Monday, April 11, 2011
#100: Love and Death
The setting is 18th century Russia and Napoleon is at his plunderous best and Boris (Woody Allen), a harmless Russian peasant is packed off to assist his fellow countrymen in fighting against Napoleon's forces. Now, Boris is the kind of person who would say sorry twice if he as much got in the way of a butterfly so you can imagine what our man goes through when he's undergoing rigorous army training under the watchful eyes of officers. To add to his woes, Boris' childhood crush Sonja (Diane Keaton) married a merchant just before he left for war. Boris' subsequent days as a soldier and his role in the war forms the basis of this 1975 classic that's written and directed by that bespectacled, clarinet-playing, hyperactive genius who was born as Allen Stewart Konigsberg.
If the travails of a protagonist produces great drama, Love and Death just shows you how and why. Except that Love and Death is a comedy. Of all the themes that Woody Allen explored in his lifetime as a writer- relationships, betrayal, lust, power and envy , Love and Death has them all and has them with liberal doses of humor. And then there is Woody's tribute to past masters in movies, then the spoof of some famous Russian works and then those references sneering at the complexity of some of the greatest thinkers of our times. There is so much packed in, it's difficult to keep track of all these layered elements and yet it's a movie that's so easy to laugh with.

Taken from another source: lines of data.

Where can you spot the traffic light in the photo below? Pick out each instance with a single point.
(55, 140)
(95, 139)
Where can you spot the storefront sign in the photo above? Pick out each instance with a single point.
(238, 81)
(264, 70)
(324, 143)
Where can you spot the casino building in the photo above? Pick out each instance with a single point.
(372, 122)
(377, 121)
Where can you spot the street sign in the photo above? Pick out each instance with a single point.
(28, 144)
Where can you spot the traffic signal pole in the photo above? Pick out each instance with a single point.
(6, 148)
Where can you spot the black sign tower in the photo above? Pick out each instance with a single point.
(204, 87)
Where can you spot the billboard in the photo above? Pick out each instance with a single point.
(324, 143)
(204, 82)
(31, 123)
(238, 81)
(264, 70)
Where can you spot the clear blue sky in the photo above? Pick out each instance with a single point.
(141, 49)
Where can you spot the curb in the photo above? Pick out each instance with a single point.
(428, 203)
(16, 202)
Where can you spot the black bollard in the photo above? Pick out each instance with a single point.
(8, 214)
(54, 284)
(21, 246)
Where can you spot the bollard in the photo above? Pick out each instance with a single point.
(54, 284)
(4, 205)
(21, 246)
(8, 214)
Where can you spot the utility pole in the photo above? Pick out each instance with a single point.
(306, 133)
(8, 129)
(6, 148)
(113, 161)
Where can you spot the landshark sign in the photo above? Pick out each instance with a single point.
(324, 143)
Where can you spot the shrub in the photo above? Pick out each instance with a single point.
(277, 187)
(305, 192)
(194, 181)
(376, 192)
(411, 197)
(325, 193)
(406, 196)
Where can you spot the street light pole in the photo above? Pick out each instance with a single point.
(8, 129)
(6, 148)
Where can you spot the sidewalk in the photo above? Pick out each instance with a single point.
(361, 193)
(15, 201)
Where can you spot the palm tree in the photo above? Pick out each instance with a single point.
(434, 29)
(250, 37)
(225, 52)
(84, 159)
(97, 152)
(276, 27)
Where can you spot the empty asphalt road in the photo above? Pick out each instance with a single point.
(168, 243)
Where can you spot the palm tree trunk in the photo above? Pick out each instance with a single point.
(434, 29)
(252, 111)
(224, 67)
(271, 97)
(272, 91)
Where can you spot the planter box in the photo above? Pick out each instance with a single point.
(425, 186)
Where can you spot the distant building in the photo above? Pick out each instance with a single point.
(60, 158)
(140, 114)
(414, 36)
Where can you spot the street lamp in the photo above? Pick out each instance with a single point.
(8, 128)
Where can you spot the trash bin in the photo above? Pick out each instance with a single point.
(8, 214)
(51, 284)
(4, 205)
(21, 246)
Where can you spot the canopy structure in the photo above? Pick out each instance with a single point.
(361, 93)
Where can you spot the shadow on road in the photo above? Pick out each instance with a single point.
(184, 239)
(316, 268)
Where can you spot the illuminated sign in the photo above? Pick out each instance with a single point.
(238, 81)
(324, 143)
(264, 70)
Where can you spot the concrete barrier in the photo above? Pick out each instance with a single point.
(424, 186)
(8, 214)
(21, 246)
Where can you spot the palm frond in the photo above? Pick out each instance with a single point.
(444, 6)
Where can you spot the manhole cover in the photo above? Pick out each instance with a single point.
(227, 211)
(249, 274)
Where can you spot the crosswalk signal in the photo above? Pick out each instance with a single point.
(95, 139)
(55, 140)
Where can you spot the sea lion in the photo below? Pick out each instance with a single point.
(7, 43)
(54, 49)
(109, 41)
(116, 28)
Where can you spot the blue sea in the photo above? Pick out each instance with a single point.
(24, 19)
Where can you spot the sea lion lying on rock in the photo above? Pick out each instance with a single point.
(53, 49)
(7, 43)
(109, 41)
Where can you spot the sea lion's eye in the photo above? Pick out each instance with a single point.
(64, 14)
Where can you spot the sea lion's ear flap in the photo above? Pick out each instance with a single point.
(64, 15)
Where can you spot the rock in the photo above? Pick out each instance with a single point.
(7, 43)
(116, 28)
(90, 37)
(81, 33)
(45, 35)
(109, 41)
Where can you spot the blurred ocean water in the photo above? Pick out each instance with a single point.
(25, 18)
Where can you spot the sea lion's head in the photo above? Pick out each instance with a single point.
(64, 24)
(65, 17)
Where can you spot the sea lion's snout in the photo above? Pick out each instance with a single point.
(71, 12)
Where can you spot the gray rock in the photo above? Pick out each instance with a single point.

The unabashed comedy that Love and Death is, you will laugh at not at just those witty references, but also the inane jokes, the farcical situations and all the slapstick fare that goes along with it. Humor is so all-pervading, if you'll blink, you'll miss something funny. The writing is sharply designed to crack you up and the lines keep coming thick and fast. Sample this surreal exchange between a young Boris and Death.
Death: You're an interesting young man. We'll meet again
Young Boris: Oh don't bother.
Death: It's no bother.
Or this rant from Boris: You think I am made in God's image. Take a look at me. You think He wears glasses ?
To sum it up, Love and Death is absurdist comedy at it's best. It makes a mockery of all things in life - love and death included and it does so with dignity and intelligence. If there is some lowbrow humor in the midst of all this, the movie manages to regain it's composure at all such rare times to take the alternative route soon enough to not irritate your senses much. Woody has been nominated for fourteen writing Oscars in his lifetime and this movie really makes you wonder how this one got away. If I meet people who tell me, they're Woody Allen fans, my first question invariably is: Have you seen Love and Death?.
For if you haven't, you just don't belong.